Cheap TV Broadcasting Solutions? 18
"Our wishlist is as follows:
(1) New Lighting. I'm thinking some nice non-strobing flourescents to properly flood the studio but stay cool (KinoFlos?)
(2) Cameras. Canon XL1s's are the best idea I have, but I really haven't heard much concerning 'pro-sumer' priced studio cameras, so perhaps someone can help me out here. Cameras are more of a long-term goal. While we're at it, does anyone have ideas for a camera-mounted prompter solution? Right now we're running a shareware prompter app off of a Win95 box whose VGA signal is mirrored to camera-mounted prompter monitors.
(3) Audio. Cheap mixers and compressors -- anybody have experience with the Behringer UB series? Lav mics. Does anyone have success with wireless lav mics in a studio situation, or should we stick to our XLRs?
(4) Decks and format. Currently we're STILL using SVHS to record shows. I've been considering recommending a switch to something a little more versatile. Others like MiniDV, but I have preservation issues. In my heart of hearts it would be great to record master to BetaSP, but as I've said before, we don't even need that kind of resolution.
(5) IT. Right now more than anything we need to come up to speed on 'convergence technologies', such as streaming our shows. At a conference a few months ago I looked at Sonic Foundry's 'MediaSite Live' system, I liked it, but could probably put something together myself much cheaper. I've also considered an Xserve and QT Streaming Server, but I don't really have much experience with that. Being a BSD junkie myself I'm fully and completely open to Linux/BSD solutions.
Finally, anyone know a company that makes newsdesks? The one's we built on our own look like crap.
Mostly this question is to see what other small, budget-minded stations have done to creatively solve their technical needs. Any help is appreciated."
thoughts on dv and convergence (Score:2, Interesting)
We're headed into year one, and we still have lots of interoperability issues.
Unlike the IT world, where you can buy reasonably priced beige boxes for lots of jobs, everything - and I mean everything - in tv has a proprietary format or twist or connector.
We're starting with SONY PD-150s, we think. The Canons are nice too, but the SONYs seemed the choice of some big stations that use mini dv for special projects.

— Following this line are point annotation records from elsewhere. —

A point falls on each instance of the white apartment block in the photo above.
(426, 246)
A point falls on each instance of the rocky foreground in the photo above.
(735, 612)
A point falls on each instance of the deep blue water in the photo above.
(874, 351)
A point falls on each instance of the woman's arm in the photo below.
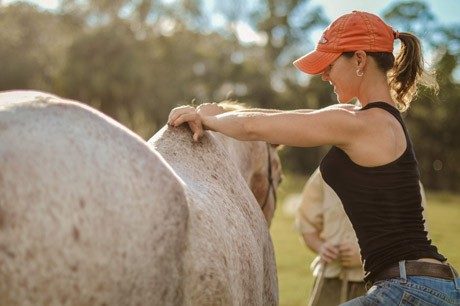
(303, 128)
(332, 126)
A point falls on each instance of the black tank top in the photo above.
(383, 203)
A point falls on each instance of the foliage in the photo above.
(136, 59)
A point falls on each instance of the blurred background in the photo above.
(136, 59)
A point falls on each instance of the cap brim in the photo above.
(315, 62)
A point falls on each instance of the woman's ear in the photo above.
(361, 58)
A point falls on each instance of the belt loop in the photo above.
(402, 271)
(455, 275)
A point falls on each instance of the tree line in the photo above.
(136, 59)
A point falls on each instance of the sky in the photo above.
(445, 10)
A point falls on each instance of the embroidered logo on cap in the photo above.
(322, 40)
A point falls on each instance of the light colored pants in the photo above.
(410, 290)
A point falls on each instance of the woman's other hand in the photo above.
(328, 252)
(188, 114)
(210, 109)
(349, 255)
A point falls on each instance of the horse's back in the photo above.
(89, 214)
(229, 259)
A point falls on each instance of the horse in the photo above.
(91, 214)
(230, 189)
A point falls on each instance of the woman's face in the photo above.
(342, 75)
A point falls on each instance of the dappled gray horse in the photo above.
(229, 259)
(91, 215)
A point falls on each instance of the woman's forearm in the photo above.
(235, 124)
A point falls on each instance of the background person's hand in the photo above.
(349, 255)
(188, 114)
(328, 252)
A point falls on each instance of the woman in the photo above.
(371, 165)
(326, 230)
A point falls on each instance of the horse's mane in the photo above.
(231, 105)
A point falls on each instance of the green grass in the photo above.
(293, 258)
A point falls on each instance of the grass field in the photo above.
(293, 258)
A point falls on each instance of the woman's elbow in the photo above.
(251, 129)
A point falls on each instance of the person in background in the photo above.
(327, 231)
(371, 164)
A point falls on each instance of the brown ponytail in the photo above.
(408, 71)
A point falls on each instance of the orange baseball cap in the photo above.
(350, 32)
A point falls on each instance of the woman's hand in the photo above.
(349, 255)
(188, 114)
(328, 252)
(210, 109)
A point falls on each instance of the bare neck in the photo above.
(374, 87)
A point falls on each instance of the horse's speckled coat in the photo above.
(85, 209)
(92, 215)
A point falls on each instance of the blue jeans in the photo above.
(410, 290)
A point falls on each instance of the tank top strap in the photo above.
(389, 108)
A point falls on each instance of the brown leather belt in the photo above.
(418, 268)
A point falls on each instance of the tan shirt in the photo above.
(321, 211)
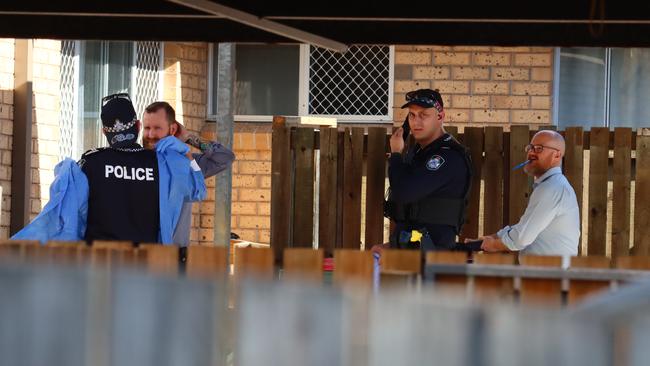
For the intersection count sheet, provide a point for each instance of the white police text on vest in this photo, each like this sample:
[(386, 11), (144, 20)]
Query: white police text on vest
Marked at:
[(123, 172)]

Also, the head/carriage assemblies come from SONY's pro division, not the consumer end of things.
I also like the Panasonic with 24p.
Lots of folks use SONYs, Canons and a few others for documentaries, but there just isn't much experience out there in using mini-dv as a day-to-day, use it and abuse it format, esp. at the small local/student level.
As for editing and the rest, I'm still thinking. No one ever got fired buying Avid, and their low end solution is attractive, but as a Mac guy I'm partial to FCP or even Final Cut Express.
Whatever you buy, if you're going to play back from server eventually, make sure everything will talk to everything else without transcoding. The transcoding software I've priced is very, very expensive.